We break each expression into smaller expressions and add columns to our truth table. In the above expression, we cannot evaluate (P ∨ Q)' without first evalulating P ∨ Q. To make these operations easier, we add a column for P ∨ Q to our truth table and find it's value for each row. Now, when we add (P ∨ Q)', instead of needed to repeform the OR calculation, we can just NOT the previous column. We continue doing this for all of the parts of the expression and build our way up:

Inputs			Intermediate Steps					Output
P	Q	R	P ∨ Q	(P ∨ Q)'	P'	P' ∨ Q	R ∧ (P' ∨ Q)	(P ∨ Q)' ∧ (R ∧ (P' ∨ Q))
0	0	0	0	1	1	1	0	0
0	0	1	0	1	1	1	1	1
0	1	0	1	0	1	1	0	0
0	1	1	1	0	1	1	1	0
1	0	0	1	0	0	0	0	0
1	0	1	1	0	0	0	0	0
1	1	0	1	0	0	1	0	0
1	1	1	1	0	0	1	1	0

Simplifying Expressions

When we have these really long boolean expressions, they can get a little unwieldy. There are ways to simplify boolean expressions, similar to the ways we simplify algebraic expressions with the associative, commutative, and distributive properties. Note: I switched up my notation between sections. Sorry not sorry

	AND	OR
Identity	`1a ≡ a`	`0 + a ≡ a`
Null Elements	`0a ≡ 0`	`1 + a ≡ 1`
Complement	`aa' ≡ 0`	`a + a' ≡ 1`
Indempotent	`aa ≡ a`	`a + a ≡ a`
Commutative	`ab ≡ ba`	`a + b ≡ b + a`
Associative	`(ab)c ≡ a(bc)`	`(a + b) + c ≡ a + (b + c)`
Distributive	`a(b + c) ≡ ab + ac`	`a + (bc) ≡ (a + b)(a + c)`
Absorption	`a(a + b) ≡ a`	`a + ab ≡ a`
De Morgan's Law	`(ab)' ≡ a' + b'`	`(a + b)' ≡ a'b'`
Involution	`(a')' ≡ a`

This may look extremely overwhelming at first, but I promise, it's not that bad. A lot of these are more intuitive than you'd think. Let's look at the truth tables for the identities:

	a	1	1a
	0	1	0
	1	1	1

	a	1	0 + a
	0	0	0
	1	0	1

As you can see, after both operations, our output is the same as our a input. Go through the truth tables for the rest of these properties. They're pretty neat.

Let's actually apply these rules and see them in action. Remember our really nasty boolean expression at the top? Let's see if we can make it a little less nasty with some simplification rules. First, let's fix that notation up:

(P ∨ Q)' ∧ (R ∧ (P' ∨ Q)) --> (P + Q)'(R(P' + Q))
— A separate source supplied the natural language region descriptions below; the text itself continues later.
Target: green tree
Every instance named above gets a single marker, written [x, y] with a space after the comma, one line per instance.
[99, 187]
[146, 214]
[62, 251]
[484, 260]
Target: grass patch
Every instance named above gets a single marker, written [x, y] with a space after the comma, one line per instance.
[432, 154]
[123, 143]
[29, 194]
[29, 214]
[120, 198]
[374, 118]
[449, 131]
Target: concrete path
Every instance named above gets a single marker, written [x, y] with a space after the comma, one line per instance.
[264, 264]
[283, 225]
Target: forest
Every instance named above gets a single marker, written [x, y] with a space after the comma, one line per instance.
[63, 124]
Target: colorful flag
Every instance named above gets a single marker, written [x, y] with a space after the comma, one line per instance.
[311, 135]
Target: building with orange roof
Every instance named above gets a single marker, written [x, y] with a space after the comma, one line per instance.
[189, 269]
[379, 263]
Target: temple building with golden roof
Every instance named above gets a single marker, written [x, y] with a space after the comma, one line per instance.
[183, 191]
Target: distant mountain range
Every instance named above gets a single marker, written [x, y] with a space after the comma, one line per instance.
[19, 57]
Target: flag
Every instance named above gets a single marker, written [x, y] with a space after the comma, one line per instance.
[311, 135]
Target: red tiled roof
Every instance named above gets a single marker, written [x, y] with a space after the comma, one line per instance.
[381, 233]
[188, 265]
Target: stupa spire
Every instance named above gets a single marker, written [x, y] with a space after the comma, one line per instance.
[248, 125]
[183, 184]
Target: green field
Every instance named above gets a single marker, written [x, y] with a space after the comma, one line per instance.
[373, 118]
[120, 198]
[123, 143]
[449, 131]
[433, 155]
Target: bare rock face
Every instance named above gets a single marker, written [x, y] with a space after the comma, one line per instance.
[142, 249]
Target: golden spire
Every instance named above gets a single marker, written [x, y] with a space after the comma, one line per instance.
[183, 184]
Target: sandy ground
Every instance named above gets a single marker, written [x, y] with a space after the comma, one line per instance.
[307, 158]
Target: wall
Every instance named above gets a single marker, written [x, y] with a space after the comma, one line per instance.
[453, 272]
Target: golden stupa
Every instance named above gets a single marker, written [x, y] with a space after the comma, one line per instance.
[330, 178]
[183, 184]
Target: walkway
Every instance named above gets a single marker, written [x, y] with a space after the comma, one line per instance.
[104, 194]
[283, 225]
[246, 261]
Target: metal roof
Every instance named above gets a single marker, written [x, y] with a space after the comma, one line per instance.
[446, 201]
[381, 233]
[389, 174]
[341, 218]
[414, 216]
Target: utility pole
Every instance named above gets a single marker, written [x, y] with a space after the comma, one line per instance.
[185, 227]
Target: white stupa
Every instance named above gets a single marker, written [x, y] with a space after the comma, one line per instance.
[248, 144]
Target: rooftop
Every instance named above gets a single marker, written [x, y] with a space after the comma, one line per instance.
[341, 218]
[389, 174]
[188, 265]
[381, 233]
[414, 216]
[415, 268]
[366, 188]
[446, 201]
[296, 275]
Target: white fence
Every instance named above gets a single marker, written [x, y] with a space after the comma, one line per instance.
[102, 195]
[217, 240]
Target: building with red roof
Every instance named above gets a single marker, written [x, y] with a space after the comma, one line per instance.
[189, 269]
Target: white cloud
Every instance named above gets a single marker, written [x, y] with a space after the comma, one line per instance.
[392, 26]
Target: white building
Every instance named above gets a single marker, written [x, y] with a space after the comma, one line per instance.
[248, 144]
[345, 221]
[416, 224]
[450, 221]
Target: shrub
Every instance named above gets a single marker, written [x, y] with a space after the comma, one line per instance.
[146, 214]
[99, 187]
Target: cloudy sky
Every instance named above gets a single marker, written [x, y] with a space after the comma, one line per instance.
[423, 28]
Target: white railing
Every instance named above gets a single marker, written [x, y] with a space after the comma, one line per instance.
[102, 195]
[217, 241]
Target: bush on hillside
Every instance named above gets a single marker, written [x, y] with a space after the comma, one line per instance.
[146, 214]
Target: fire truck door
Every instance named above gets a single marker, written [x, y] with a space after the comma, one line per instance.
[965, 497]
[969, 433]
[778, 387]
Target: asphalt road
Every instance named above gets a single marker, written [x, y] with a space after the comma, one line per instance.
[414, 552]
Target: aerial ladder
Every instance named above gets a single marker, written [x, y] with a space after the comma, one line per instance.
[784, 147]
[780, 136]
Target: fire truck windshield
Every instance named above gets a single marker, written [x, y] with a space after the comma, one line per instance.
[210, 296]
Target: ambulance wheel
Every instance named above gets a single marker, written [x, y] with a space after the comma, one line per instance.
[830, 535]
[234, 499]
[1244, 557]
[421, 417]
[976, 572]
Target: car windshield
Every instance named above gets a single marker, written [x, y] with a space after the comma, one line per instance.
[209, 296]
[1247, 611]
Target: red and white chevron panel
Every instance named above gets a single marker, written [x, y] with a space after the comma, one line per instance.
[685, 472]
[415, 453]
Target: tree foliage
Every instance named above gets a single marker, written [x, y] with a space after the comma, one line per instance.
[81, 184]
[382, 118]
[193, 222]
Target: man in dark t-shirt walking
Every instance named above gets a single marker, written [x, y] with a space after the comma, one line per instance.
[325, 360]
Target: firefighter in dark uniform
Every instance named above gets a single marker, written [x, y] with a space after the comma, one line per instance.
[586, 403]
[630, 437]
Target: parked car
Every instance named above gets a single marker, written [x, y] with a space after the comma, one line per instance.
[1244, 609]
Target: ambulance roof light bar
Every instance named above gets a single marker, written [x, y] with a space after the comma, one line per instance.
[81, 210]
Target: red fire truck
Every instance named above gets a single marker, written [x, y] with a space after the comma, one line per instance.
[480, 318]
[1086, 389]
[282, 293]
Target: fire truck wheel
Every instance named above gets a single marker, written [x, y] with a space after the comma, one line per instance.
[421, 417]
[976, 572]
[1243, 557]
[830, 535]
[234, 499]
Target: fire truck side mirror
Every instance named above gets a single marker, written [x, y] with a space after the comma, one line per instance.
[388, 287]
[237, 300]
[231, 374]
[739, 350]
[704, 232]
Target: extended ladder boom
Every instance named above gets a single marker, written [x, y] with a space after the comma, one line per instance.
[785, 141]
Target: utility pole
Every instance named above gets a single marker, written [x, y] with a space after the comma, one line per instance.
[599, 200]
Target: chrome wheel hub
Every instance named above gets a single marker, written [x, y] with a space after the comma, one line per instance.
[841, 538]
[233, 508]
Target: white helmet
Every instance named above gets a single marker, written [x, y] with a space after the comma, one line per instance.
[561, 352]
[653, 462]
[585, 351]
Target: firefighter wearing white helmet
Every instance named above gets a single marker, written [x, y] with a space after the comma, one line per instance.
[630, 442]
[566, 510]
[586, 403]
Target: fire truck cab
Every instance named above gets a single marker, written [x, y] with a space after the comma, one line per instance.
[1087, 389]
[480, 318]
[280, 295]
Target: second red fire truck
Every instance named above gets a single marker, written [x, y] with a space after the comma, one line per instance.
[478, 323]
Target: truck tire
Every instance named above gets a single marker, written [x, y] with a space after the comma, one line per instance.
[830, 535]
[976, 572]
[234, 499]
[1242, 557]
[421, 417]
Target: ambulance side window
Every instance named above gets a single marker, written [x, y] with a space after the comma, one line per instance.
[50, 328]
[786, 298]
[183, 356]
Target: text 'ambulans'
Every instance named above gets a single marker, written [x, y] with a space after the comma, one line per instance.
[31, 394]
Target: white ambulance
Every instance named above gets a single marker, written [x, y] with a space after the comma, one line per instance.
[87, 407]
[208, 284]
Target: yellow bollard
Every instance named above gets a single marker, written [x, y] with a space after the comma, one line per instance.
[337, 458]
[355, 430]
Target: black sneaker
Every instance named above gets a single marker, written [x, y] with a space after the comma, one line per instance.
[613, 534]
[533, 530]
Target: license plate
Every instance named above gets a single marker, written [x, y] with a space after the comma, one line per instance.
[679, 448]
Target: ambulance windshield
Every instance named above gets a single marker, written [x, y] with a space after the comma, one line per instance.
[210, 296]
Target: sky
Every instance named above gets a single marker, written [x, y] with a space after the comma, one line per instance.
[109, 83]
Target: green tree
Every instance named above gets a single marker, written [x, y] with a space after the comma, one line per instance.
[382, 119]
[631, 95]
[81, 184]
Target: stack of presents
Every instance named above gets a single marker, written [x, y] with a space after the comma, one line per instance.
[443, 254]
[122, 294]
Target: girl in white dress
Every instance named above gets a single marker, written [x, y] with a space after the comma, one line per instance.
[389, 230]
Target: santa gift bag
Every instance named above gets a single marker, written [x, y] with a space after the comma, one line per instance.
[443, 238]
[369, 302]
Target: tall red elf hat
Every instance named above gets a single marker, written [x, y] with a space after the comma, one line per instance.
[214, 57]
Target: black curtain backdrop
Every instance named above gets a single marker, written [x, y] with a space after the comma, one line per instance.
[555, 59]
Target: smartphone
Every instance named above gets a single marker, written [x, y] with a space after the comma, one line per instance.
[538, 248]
Much better, let's see what we can do here:


De Morgan's Law	`(P + Q)'(R(P' + Q))`	`(P'Q')(R(P' + Q))`
Distributive AND	`(P'Q')(R(P' + Q))`	`(P'Q')(RP' + RQ)`
Distributive AND	`(P'Q')(RP' + RQ)`	`P'Q'RP' + P'Q'RQ`
Commutative AND	`P'Q'RP' + P'Q'RQ`	`P'P'Q'R + P'Q'RQ`
Indempotent AND	`P'P'Q'R + P'Q'RQ`	`P'Q'R + P'Q'RQ`
Commutative AND	`P'Q'R + P'Q'RQ`	`P'Q'R + P'Q'QR`
Complement AND	`P'Q'R + P'Q'QR`	`P'Q'R + P'0R`
Null Elements AND	`P'Q'R + P'0R`	`P'Q'R + 0`
Identity OR	`P'Q'R + 0`	`P'Q'R`

Well that's much easier to read, but how can we be sure that P'Q'R is actually equivalent to (P + Q)'(R(P' + Q))? With a truth table of course!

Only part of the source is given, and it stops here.